One approach to accommodating the VCO center frequency variations involves trimming the frequency using, for example, a precision laser. After the semiconductor fabrication steps are complete, and either during wafer-level testing or possibly after singularization of individual circuit dies, the VCO is tested to determine its center frequency, and various circuit elements (e.g., resistors, capacitors) are trimmed to adjust the center frequency to the desired value. The remaining testing and packaging operations are then performed to complete the manufacturing of the circuits. Alternatively, such trimming may also be accomplished using a flash memory programming technique coupled with appropriate selection circuits, although this requires a semiconductor process capable of forming compatible flash memory elements. In either case, such trimming is a “permanent” adjustment of the center frequency during manufacture, but it adds costly manufacturing steps to either accomplish laser trimming after wafer fabrication or to provide a semiconductor process capable of implementing flash memory structures or other kinds of programmable structures. Moreover, such trimming is performed once during manufacture, and cannot adjust for subsequent changes in environmental conditions that the circuit may be called upon to operate under.

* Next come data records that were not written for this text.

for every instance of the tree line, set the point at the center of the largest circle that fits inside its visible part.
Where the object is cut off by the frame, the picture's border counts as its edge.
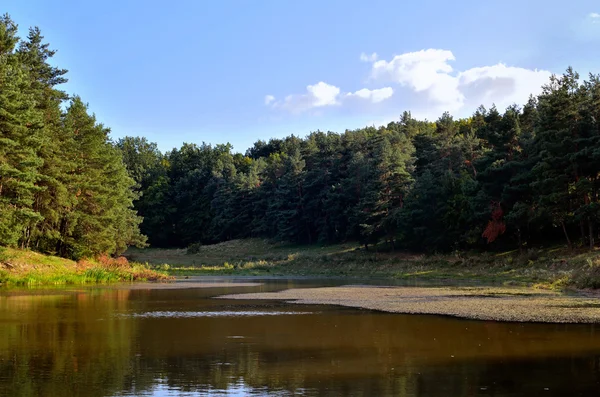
(500, 178)
(525, 175)
(64, 188)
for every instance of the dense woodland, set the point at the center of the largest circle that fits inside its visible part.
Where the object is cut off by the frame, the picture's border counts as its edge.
(63, 186)
(504, 178)
(524, 175)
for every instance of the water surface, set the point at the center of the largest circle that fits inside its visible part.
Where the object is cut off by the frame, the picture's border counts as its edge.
(116, 341)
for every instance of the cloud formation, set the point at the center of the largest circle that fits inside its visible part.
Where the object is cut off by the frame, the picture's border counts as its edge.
(427, 82)
(317, 95)
(368, 58)
(375, 96)
(429, 73)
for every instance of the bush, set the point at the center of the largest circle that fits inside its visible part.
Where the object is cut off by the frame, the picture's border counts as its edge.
(194, 248)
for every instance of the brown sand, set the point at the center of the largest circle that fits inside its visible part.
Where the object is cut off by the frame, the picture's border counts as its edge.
(499, 304)
(182, 285)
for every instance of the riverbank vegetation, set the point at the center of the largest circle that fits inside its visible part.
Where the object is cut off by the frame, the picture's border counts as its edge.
(27, 268)
(464, 191)
(499, 180)
(550, 268)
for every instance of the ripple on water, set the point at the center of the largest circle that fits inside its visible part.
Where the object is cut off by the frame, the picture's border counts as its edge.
(224, 313)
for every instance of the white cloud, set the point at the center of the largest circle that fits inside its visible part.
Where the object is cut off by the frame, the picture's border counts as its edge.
(429, 73)
(375, 96)
(324, 94)
(317, 95)
(368, 58)
(425, 83)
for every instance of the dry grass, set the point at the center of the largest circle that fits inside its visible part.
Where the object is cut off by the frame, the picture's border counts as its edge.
(553, 267)
(23, 267)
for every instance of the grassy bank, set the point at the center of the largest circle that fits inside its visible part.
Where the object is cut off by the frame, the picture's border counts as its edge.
(554, 267)
(22, 267)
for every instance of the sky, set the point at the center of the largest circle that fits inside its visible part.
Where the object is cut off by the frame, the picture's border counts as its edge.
(242, 70)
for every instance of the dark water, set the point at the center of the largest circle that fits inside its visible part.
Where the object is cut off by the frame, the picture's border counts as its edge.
(142, 342)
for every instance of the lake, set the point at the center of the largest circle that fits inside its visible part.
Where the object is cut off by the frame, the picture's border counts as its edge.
(120, 341)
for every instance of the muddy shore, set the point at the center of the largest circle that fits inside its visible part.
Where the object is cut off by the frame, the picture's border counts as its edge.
(480, 303)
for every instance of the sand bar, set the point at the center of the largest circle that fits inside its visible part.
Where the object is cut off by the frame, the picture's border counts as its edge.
(480, 303)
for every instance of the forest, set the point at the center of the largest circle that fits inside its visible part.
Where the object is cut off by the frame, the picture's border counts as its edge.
(502, 178)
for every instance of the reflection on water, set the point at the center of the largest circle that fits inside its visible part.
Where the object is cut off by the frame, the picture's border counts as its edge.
(224, 313)
(120, 342)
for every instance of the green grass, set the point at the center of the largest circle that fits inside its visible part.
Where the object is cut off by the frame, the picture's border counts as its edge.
(553, 267)
(28, 268)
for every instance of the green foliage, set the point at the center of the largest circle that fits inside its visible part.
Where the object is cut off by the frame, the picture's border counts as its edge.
(501, 178)
(64, 188)
(497, 179)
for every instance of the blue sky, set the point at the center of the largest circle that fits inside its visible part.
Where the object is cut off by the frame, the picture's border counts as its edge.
(243, 70)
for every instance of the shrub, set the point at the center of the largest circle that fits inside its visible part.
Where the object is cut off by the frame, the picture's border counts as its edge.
(194, 248)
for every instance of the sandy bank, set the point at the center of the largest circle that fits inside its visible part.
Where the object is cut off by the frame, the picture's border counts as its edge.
(500, 304)
(183, 285)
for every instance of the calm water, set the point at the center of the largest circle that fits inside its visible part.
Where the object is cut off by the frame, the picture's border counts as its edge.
(140, 342)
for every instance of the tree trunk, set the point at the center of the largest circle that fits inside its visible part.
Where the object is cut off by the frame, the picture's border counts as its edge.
(520, 239)
(566, 235)
(591, 230)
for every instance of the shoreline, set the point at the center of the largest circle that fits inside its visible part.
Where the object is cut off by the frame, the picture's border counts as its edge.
(475, 303)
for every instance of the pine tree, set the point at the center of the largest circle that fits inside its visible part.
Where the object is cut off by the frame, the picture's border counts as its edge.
(20, 141)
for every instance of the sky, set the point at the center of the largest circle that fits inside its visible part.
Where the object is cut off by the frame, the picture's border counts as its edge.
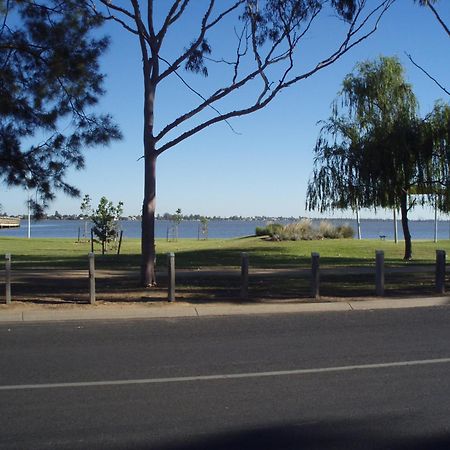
(262, 167)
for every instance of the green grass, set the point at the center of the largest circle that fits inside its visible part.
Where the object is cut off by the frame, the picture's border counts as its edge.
(191, 253)
(347, 269)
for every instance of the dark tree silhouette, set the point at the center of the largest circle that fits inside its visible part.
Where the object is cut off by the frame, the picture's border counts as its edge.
(49, 82)
(263, 42)
(375, 151)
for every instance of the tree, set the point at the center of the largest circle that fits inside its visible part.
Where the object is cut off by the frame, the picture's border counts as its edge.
(49, 80)
(105, 219)
(266, 36)
(86, 209)
(372, 152)
(430, 4)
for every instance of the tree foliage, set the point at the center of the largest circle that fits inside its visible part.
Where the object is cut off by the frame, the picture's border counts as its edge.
(374, 151)
(262, 57)
(105, 219)
(49, 82)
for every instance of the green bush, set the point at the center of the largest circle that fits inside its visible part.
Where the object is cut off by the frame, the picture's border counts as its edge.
(273, 229)
(346, 231)
(298, 231)
(304, 231)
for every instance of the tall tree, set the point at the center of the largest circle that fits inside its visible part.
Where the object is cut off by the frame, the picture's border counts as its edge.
(372, 150)
(49, 82)
(263, 38)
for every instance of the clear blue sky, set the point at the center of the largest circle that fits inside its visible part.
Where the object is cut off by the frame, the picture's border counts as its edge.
(265, 168)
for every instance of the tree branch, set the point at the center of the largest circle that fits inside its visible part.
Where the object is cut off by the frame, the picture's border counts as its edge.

Another approach to accommodating the VCO center frequency variations involves calibrating the VCO center frequency each time the circuit is powered-up. Such techniques may involve comparing the center frequency against an externally provided reference frequency signal and setting a number of storage elements (e.g., registers) to appropriately adjust the center frequency. Such storage elements are volatile and lose stored data when the circuit loses power. An example of a device that performs such a calibration upon power-up is the Si4133G RF Synthesizer, which is available from Silicon Laboratories, Inc. based in Austin, Tex.
These approaches are valuable additions to the state of the art, but they cannot accommodate variations in the center frequency as environmental conditions change, as semiconductor parameters drift over time (e.g., threshold voltage shifts), or as other artifacts of component aging occur. This becomes increasingly more important in certain industrial systems which are put into operation and virtually never shut down. Examples include various interface circuits within the telecommunications infrastructure, which may operate for years without an opportunity to recalibrate during a subsequent power-up operation.
What is needed is an effective way to accommodate environmental or parametric changes in a feedback system which occur after the system is powered up and while operational, without negatively impacting the operation of the feedback system within its intended specifications.